Forse, come suggerisce qualche opinionista, sul lungo periodo la popolazione degli Stati nazionali europei è destinata a divenire in misura massiccia multietnica, con radicali trasformazioni delle identità nazionali. Attualmente, però, il problema principale dell’Europa è la difficoltà di trovare soluzioni comuni al problema immigrazione, con frequenti rimpalli di responsabilità fra Stati, ognuno dei quali è convinto di aver già fatto più del dovuto. Per quanto ci riguarda, nel complesso le accuse e le autoaccuse di indifferenza dell’Italia alla sorte dei disperati in balia delle onde e alle gravi necessità che li spingono a partire, pur con le oscillazioni legate a singole situazioni e ai cambi di governo, dovrebbero tenere conto di un contesto europeo in cui si usano spesso metodi ben più spicci. La Spagna cinge di alte barriere coronate da filo spinato le sue enclave di Ceuta e Melilla in Marocco; la Francia ha bloccato dei treni provenienti dall’Italia; il Regno Unito smisterà in Rwanda gli immigrati illegali in cambio di sostanziosi finanziamenti. E, uscendo dall’Europa, ricordiamo almeno che l’Australia si è attrezzata con centri di detenzione per migranti su piccole isole del Pacifico e che la Tunisia – sono notizie delle settimane scorse – ha scatenato una vera e propria caccia agli immigrati provenienti dall’area sub-sahariana, che a migliaia fuggono in Italia.

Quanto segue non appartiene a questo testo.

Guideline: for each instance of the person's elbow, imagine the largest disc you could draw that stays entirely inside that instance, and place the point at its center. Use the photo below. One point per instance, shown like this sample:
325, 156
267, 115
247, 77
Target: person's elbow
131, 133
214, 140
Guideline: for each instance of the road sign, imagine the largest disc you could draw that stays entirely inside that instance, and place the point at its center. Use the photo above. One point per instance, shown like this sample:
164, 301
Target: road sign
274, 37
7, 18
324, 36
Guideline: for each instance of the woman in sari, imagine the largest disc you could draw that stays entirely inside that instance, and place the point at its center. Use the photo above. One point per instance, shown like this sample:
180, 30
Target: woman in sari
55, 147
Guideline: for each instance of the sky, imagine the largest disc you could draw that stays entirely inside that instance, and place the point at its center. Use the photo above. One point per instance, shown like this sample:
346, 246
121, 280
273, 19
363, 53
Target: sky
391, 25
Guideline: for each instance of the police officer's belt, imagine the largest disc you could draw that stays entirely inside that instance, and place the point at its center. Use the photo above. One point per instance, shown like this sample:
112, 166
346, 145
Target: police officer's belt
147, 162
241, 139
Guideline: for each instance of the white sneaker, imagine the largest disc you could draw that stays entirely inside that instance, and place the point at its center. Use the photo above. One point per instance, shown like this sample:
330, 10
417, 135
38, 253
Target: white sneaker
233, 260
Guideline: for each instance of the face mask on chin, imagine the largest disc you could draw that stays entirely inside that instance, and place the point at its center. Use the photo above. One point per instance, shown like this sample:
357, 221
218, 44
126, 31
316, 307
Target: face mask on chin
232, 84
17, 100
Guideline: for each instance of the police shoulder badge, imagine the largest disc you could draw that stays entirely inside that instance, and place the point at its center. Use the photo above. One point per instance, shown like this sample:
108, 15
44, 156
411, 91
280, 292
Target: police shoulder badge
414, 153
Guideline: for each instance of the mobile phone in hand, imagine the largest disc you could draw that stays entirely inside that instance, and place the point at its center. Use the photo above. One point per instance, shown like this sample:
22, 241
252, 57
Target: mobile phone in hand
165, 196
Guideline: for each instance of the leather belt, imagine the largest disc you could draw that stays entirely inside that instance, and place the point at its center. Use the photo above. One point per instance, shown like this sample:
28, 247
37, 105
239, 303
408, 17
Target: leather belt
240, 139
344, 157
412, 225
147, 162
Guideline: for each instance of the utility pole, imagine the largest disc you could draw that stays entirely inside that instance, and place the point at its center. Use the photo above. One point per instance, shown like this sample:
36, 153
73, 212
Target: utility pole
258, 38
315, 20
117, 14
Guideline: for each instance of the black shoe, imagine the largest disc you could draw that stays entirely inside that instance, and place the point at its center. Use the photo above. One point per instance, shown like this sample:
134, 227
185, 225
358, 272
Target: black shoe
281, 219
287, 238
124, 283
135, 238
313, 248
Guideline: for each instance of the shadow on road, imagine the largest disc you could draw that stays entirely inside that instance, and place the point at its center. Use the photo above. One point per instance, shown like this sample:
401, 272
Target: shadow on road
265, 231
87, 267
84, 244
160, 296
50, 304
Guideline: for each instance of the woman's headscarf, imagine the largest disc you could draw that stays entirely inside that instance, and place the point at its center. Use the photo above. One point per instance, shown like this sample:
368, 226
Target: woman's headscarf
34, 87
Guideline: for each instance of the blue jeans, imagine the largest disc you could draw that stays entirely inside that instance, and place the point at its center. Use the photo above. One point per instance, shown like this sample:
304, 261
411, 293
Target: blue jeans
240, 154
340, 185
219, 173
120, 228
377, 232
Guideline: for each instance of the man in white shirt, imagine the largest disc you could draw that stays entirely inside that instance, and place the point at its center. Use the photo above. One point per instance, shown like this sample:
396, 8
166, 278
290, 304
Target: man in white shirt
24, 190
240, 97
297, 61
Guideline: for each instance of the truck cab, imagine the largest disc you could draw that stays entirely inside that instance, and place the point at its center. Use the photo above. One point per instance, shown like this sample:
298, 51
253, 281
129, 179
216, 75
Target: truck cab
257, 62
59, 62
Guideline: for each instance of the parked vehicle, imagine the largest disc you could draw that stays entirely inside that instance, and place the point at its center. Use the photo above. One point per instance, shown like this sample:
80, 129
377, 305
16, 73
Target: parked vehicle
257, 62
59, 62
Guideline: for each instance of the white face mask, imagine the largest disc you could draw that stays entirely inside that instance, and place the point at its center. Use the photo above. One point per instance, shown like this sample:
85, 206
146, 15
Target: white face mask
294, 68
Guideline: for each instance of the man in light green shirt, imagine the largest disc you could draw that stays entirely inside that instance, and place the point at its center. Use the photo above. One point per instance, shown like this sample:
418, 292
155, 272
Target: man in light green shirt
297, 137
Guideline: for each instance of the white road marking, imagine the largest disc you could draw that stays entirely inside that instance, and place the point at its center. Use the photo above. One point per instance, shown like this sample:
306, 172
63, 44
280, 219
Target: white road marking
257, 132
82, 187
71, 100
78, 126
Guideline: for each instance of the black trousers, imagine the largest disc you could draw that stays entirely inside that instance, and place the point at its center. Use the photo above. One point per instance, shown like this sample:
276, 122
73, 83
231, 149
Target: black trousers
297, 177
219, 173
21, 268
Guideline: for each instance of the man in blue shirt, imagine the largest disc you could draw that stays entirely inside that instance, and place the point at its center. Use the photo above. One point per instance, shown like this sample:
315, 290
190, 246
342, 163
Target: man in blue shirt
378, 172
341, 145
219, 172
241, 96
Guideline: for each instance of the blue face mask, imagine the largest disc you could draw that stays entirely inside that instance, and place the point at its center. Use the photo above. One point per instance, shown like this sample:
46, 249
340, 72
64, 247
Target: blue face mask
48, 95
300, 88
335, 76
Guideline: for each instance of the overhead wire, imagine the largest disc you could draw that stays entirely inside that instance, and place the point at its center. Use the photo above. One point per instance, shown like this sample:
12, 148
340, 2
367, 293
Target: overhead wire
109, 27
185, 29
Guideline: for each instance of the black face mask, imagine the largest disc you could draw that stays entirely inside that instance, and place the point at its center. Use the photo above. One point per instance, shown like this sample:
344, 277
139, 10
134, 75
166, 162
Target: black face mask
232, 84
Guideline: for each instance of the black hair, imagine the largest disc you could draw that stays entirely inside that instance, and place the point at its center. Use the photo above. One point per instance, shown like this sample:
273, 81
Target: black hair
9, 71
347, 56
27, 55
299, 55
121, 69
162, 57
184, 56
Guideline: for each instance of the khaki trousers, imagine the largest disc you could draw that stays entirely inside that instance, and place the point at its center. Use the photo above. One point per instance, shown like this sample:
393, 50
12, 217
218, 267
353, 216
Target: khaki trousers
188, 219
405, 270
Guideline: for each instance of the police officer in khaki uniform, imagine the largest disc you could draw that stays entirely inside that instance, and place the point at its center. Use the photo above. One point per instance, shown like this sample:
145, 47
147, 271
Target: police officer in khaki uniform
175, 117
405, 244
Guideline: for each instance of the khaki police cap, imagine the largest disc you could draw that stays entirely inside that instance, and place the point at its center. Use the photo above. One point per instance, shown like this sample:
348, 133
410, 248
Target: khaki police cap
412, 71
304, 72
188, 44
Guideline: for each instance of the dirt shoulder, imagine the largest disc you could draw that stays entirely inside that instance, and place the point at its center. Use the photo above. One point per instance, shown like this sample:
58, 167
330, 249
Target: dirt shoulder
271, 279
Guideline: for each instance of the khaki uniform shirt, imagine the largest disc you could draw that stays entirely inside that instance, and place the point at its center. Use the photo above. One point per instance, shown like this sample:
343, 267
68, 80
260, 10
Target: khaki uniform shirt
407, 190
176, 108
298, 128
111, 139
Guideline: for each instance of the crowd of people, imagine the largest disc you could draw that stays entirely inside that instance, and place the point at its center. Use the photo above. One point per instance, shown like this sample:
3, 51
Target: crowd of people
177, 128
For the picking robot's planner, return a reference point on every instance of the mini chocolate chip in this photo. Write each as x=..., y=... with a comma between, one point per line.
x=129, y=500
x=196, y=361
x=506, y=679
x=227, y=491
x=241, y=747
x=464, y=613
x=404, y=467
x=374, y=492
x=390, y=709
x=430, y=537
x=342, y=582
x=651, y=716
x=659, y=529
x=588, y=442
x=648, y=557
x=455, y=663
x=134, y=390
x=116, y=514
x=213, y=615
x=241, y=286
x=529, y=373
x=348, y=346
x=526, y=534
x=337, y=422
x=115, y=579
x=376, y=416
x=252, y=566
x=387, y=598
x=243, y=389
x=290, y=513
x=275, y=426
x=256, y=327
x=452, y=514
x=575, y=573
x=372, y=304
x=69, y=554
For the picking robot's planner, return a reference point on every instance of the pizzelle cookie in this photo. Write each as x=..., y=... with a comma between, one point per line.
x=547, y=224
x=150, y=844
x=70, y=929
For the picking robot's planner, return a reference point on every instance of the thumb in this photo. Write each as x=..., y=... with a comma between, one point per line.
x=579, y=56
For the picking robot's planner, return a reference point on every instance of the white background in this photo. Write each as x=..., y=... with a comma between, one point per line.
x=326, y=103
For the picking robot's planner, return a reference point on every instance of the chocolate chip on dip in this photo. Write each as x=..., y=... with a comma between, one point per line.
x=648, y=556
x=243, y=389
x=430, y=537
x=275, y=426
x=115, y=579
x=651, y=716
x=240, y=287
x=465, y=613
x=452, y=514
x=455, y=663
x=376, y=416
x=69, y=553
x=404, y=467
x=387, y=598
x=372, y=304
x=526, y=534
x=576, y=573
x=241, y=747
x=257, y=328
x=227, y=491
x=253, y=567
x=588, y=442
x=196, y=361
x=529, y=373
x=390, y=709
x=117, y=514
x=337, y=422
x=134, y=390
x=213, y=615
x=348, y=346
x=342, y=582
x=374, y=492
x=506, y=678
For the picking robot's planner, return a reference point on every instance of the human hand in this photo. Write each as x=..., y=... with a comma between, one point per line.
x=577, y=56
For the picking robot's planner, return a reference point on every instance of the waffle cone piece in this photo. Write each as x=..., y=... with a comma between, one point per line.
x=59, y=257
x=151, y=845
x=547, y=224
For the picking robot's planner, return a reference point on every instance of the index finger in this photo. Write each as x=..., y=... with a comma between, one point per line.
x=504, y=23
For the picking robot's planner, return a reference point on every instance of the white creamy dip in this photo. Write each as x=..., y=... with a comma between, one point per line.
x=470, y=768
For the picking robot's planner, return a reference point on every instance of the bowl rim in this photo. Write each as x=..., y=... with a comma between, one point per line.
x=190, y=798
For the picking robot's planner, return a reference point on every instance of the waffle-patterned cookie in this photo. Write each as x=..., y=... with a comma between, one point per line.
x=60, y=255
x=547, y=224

In attesa di un eventuale aiuto dell’Europa, al momento di là da venire, dovremo continuare ad affrontare i tanti problemi legati all’accoglienza e all’integrazione. Anche se, quando sono all’opposizione, i partiti vorrebbero farci credere di avere in tasca la ricetta risolutiva per l’immigrazione, si tratta in realtà di questioni spinosissime di carattere logistico-organizzativo, culturale, finanziario, di politica interna ed estera. In sostanza abbiamo un’emergenza nazionale che potrà solo aggravarsi, se non gestita con raziocinio e lungimiranza. È quindi auspicabile che si cerchi un’intesa tra le forze politiche, economiche e sociali in nome dell’interesse nazionale. Come d’altronde è successo per altre emergenze: dopo Caporetto, negli anni della Resistenza, in quelli della Ricostruzione e recentemente in occasione della pandemia.
E questo tenendo conto che il Paese ha un fortissimo bisogno di immigrazione, anche perché siamo (per imprevidenza) in crisi demografica. Molte aziende hanno bisogno di lavoratori e non trovano persone disponibili. Per non parlare del fabbisogno delle famiglie con sempre più anziani e malati da assistere.
Per quanto riguarda la questione dell’integrazione, basterebbe ritirare fuori, correggendolo o integrandolo, il cosiddetto Jus Culturae, per dare la cittadinanza ai bambini nati in Italia. Il Disegno Legge, già approvato dalla Camera dei Deputati nell’ottobre del 2015, è rimasto abbandonato nella scorsa legislatura in qualche cassetto del Senato, in attesa di essere ripreso in considerazione.